That Bob Ainsworth interview - the explanation

I thought that Bob Ainsworth's performance on Newsnight was particularly poor. THe Mail on Sunday has the explanation. It would appear that Bob Ainsworth was deputising for Des Brown, another sorry excuse for a Minister of the Crown, who rejected a request from Newsnight for an interview because he was sulking following Gordon Brown's trip to Iraq and premature "announcement" of the troop "reductions". Here is the Mail article....

"Defence Secretary Des Browne was kept in the dark about the Prime Minister's announcement to withdraw 1,000 British troops from Iraq.

Gordon Brown discussed general defence matters with the Minister on the eve of his visit to Basra last week.

But he did not say a word about his announcement – made, significantly, in the middle of the Tory Party conference.

The snub is said by senior defence sources to have left Mr Browne so angry he went to ground for the rest of the week.

Senior defence sources confirmed Mr Browne had believed the former Chancellor – whom he served as a junior Minister at the Treasury – would make the troops announcement in the Commons tomorrow as he had originally planned.

After the Prime Minister jumped the gun, Mr Browne went AWOL and pulled out of a visit to an RAF station last Wednesday – the day after the Prime Minister's announcement – in order to avoid questions about the withdrawal.

He ordered his junior Defence Equipment Minister Lord Drayson to attend.
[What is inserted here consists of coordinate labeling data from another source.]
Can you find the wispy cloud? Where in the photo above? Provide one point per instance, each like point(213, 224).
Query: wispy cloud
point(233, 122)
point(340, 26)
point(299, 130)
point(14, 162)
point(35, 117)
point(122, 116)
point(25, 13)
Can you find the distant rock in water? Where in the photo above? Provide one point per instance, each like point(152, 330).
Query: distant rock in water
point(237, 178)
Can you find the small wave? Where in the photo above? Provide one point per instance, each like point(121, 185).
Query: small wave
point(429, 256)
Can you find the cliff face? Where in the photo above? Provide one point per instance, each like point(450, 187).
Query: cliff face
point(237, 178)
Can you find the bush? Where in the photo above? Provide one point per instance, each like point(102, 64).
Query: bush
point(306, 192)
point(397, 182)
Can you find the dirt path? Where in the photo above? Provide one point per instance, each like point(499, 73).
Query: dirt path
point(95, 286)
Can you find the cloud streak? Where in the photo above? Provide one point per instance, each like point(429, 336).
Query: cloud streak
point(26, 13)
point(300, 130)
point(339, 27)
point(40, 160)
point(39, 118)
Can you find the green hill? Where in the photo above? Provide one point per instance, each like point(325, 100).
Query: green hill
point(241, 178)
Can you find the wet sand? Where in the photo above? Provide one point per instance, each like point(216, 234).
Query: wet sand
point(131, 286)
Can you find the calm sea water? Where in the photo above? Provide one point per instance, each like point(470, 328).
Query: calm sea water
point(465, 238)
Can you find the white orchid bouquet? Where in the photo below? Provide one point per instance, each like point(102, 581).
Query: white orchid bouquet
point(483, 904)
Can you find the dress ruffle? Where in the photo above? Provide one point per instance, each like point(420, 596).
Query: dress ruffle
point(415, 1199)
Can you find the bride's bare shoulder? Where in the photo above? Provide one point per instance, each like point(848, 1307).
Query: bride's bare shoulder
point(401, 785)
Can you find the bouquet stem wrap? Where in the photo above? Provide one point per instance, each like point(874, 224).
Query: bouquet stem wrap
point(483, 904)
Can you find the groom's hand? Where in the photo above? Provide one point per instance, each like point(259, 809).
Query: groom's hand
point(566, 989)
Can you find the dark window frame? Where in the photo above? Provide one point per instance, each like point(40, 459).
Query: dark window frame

Mr Browne had been invited to welcome six new Merlin helicopters at RAF Benson in Oxfordshire.

Later the same day, Mr Browne rejected an interview request from BBC2's Newsnight. Presenter Jeremy Paxman savaged his replacement, Armed Forces Minister Bob Ainsworth, after he denied Tory allegations the PM had been guilty of 'cynical politics' by timing his remarks to coincide with the defence debate in Blackpool.

The embarrassment for Labour became more acute when it emerged the statement was a sham, because 500 of the 5,500 soldiers in Iraq had already returned to the UK and a further 500 were due home by Christmas anyway.

Shadow Defence Secretary Dr Liam Fox said: 'It confirms what everyone expected, that this was a No 10 publicity stunt.'

The MoD said: 'The Defence Secretary talks to the PM very frequently about Iraq as well as wider defence matters – including on the eve of the visit – and was aware of the PM's intention to announce a reduction in troop levels in Iraq.'

A Downing Street spokesman said: 'We have nothing to add.'"


It's a good job we are in a new era of politics and the age of spin has ended, isn't it!